To be finished: There is an error in the trainning to which I will still solve, but I decided to post this work incomplete as most of the work is done and I want to start job searching.

In this project I will train two deep learning models to allow machines to identify key facial points in the human face. It allow us to improve biometric recognition, the early detection of deseases and let machines identify human emotions. So the applications are immense.

    TECHNIQUES:
    -Deep learning with tensorflow
    -Convolutional neural networks
    -Hiper parameters tunning with Grid and Random search
    -Techniques to decrease gradient loss and overfitting (Maximmun pooling and dropout)

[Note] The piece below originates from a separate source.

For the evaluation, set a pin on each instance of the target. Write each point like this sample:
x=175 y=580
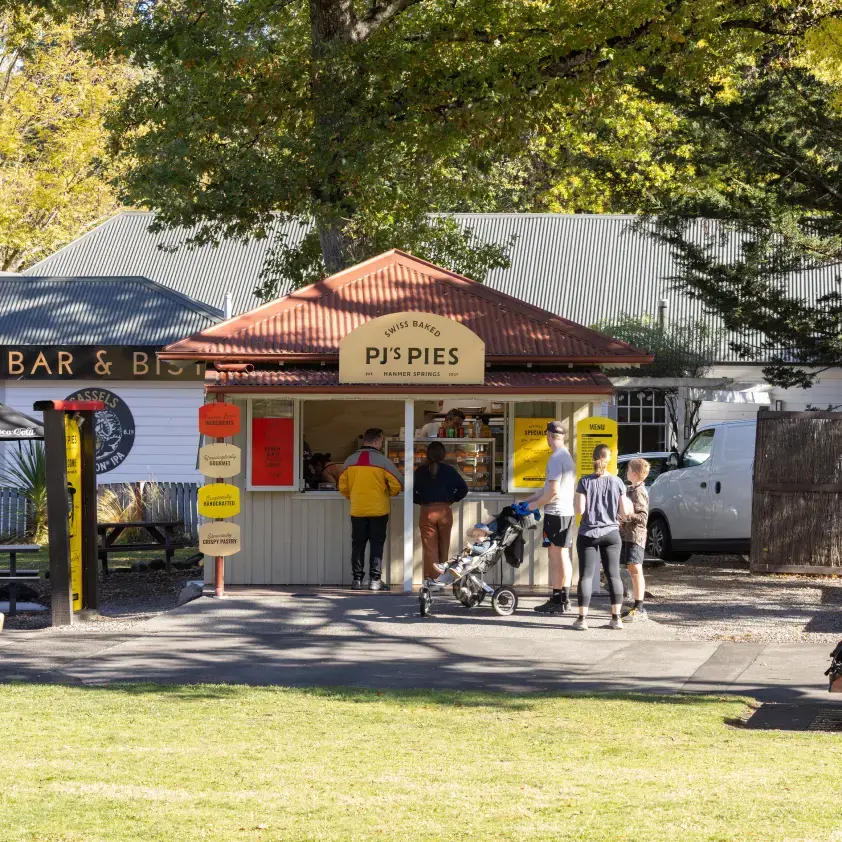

This is how what we are doing looks like:
![image-2.png](attachment:image-2.png)

In [42]:
import numpy as np 
import pandas as pd 
import torch
from itertools import product
import torch.nn as nn
from sklearn.model_selection import train_test_split



Let us import and take a look on the data.

In [43]:
dt=pd.read_csv("C:\\Users\\USER\\Desktop\\Códigos\\Portifólio CNN keypoints predictions\\training.csv")
dt=dt.dropna()

Data preparation:
- Get a new dataset with only two columns, a 15x12 torch containning the positions (x,y) of the 15 keypoints and another column with the image as another torch.
- Split the data into train, test and validation.
- Turn the datasets into tuples with two elements, the positions and the images as it is better suited for the former model.

In [44]:
new_dt = pd.DataFrame()

#Get a column with 15 tuples containning the positions (x,y) of the points inside 15x2 tensors
keypoints = dt.iloc[:,:30] #Get only the columns with the keypoints positions

def get_positions(row):
    "Row of the data points of the dataset in different columns -> torch with the x,y positions of the keypoints"
    positions = row.tolist()
    positions = torch.tensor(positions).view((15,2))
    return positions

new_dt['keypoints'] = keypoints.apply(get_positions, axis=1)


In [45]:
def image_prep(image):
    """Receives an Image as a sequence of numbers and returns a 96X96 torch tensor"""
    values = [int(value) for value in image.split()]
    n_image = torch.tensor(values).view((96,96))

    return n_image

new_dt['Image'] = dt.Image.apply(image_prep)

In [46]:
#Let us get 80% of the data for trainning, 15% for testing and 5% of the total dataset
#for validation at the end.
train_dt, not_train_dt = train_test_split(new_dt, test_size=0.2)
test_dt, val_dt = train_test_split(not_train_dt, test_size=0.25)

In [47]:
def to_tuple(data):
    keypoints = torch.cat(data.keypoints.to_list()).view((-1,15,2))
    images = torch.cat(data.Image.to_list()).view((-1,1,96,96))
    return (images,keypoints)
    
train = to_tuple(train_dt)
test = to_tuple(test_dt)
val = to_tuple(val_dt)

Now we will create the model, it consists of a Convolutional Neural Network with hiperparameters defined in a dictionary for later fine tunning.  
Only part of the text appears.